Wednesday 18 September 2013

WordPresSing

Today I was doing more wordpress stuff. I looked at how to get the itemprop="name" added to the title of the page (using a plugin so it will work with any theme). This was actually quite difficult, as the only thing you can do to modify it is to add a filter to the_title(), or otherwise read the page into the output buffer and then use a regex or dom manipulations to locate the title and modify it. the_title() may be called various times in a page, not always relating to the current page's title, and sometimes as an attribute value rather than a text node.

When I'd got something reasonable set up, I then found that wordpress does some extra processing on the title that is passed into the filter compared the post_title of the $post object.
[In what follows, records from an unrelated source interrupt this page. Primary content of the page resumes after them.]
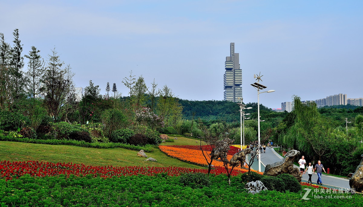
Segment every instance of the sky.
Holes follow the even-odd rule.
[[[92,80],[102,94],[109,82],[129,96],[122,81],[132,71],[181,99],[223,100],[234,42],[245,103],[257,102],[250,84],[260,72],[276,90],[260,103],[273,109],[294,95],[363,97],[362,1],[0,0],[0,8],[5,42],[18,29],[23,55],[34,46],[46,61],[55,48],[77,87]]]

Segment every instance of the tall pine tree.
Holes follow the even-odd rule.
[[[112,86],[112,92],[114,92],[114,98],[116,98],[115,96],[115,93],[117,91],[117,88],[116,87],[116,84],[114,83],[113,85]]]

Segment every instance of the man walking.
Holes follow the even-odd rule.
[[[324,166],[323,166],[323,164],[321,164],[321,162],[320,160],[318,160],[318,164],[315,165],[315,168],[314,168],[314,172],[316,171],[317,172],[317,174],[318,175],[318,181],[317,181],[317,183],[320,185],[323,185],[322,182],[321,182],[321,173],[322,170],[324,170],[324,172],[326,173],[325,172],[325,169],[324,169]]]

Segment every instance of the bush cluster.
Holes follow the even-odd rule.
[[[162,127],[160,128],[159,130],[160,133],[162,134],[178,134],[178,132],[172,127]]]
[[[179,176],[179,181],[184,186],[192,188],[202,188],[211,185],[209,177],[201,173],[182,174]]]
[[[134,135],[129,139],[129,143],[135,146],[144,145],[147,144],[147,138],[141,134]]]
[[[160,134],[160,138],[163,140],[169,139],[169,136],[166,134]]]
[[[33,127],[25,127],[20,130],[19,134],[23,135],[24,137],[30,139],[35,139],[37,138],[37,134],[35,130]]]
[[[30,123],[29,118],[22,114],[0,110],[0,130],[16,131],[22,125],[28,126]]]
[[[117,130],[111,133],[110,141],[112,142],[127,143],[134,135],[134,131],[128,128]]]

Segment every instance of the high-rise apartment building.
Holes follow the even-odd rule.
[[[234,43],[231,42],[230,47],[231,56],[226,57],[224,63],[224,100],[237,102],[242,98],[242,70],[239,54],[234,53]]]

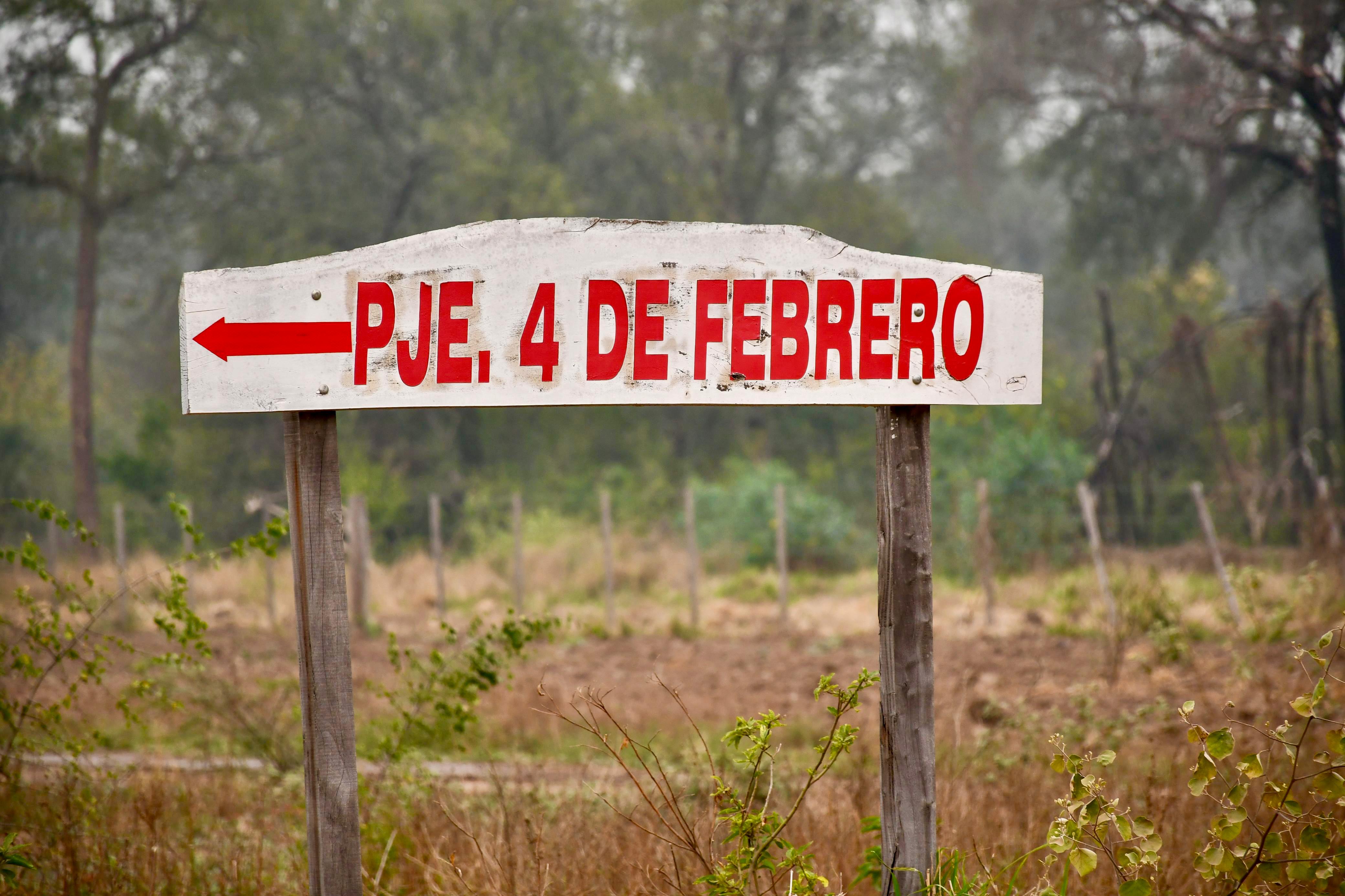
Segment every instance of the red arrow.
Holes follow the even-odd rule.
[[[350,351],[350,324],[229,324],[221,317],[192,339],[226,361],[230,355],[327,355]]]

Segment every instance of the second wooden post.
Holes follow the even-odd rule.
[[[901,893],[916,893],[936,849],[929,406],[880,407],[877,418],[878,892],[890,893],[896,875]]]
[[[359,779],[335,411],[285,414],[285,488],[304,723],[308,888],[359,896]]]

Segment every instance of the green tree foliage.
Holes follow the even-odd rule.
[[[784,463],[732,463],[722,484],[697,489],[697,531],[707,553],[775,563],[775,486],[784,485],[785,540],[794,568],[843,570],[858,560],[854,514]]]

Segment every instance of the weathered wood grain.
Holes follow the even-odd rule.
[[[921,888],[935,861],[929,407],[877,408],[880,893]]]
[[[312,896],[360,896],[355,708],[335,412],[285,414],[285,486],[304,723],[308,885]]]
[[[350,519],[346,520],[350,540],[350,611],[355,629],[369,633],[369,512],[363,494],[350,496]]]

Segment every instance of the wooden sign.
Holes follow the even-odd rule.
[[[553,218],[199,271],[183,411],[1037,404],[1036,274],[802,227]]]
[[[311,893],[362,892],[336,410],[525,404],[877,406],[880,892],[923,887],[929,406],[1041,402],[1041,277],[802,227],[555,218],[187,274],[179,316],[183,412],[284,411]],[[521,527],[515,493],[518,600]],[[785,623],[783,494],[777,527]]]

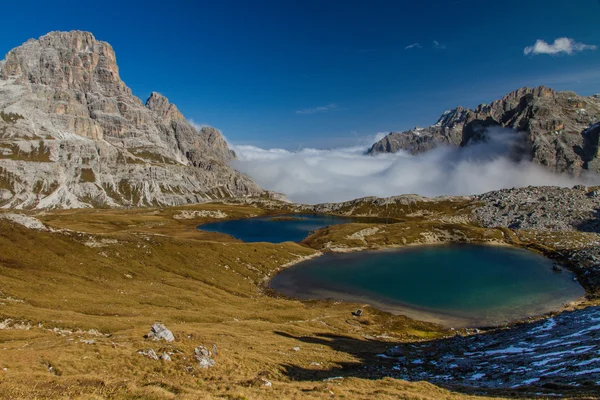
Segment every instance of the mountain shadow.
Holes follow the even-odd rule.
[[[600,369],[590,367],[600,349],[600,307],[564,312],[510,329],[471,336],[394,343],[336,334],[294,336],[299,342],[328,346],[356,361],[318,365],[281,365],[295,381],[330,381],[356,377],[428,381],[464,394],[538,397],[560,393],[569,398],[597,395]],[[577,337],[574,345],[570,337]]]

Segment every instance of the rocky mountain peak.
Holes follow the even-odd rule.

Eventually I managed to figure out something that seems to work reasonably okay with the themes I have installed.

After that I worked on developing the minimal code social sharing buttons covered in this article: How to Add Fat-Free Social Buttons to Your Pages into a Wordpress plugin. I was actually hoping that someone else would do it, but it seems that no-one else has yet, so I thought I should get on with it.

When I was processing my panos on Monday I noticed that one of the cube faces (once prepared for web) has some strange banding. The banding was more similar to the banding you sometimes get in RAW files than what is typically referred to as JPEG banding. However, when I opened the image in Photoshop, the strange banding was nowhere to be seen. The banding was only visible in Windows Photo Viewer.

Here are a couple of pics that show the same area of the image in both Windows Photo Viewer and Photoshop. In one version I've increased the contrast greatly to make the banding really obvious.

It's annoying that Windows Photo Viewer shows the image like this. Still, it is a fast way to view images, and this sort of problem isn't very common. At least now I know about the issue I can always just open an image in PS to check it if it appears problematic.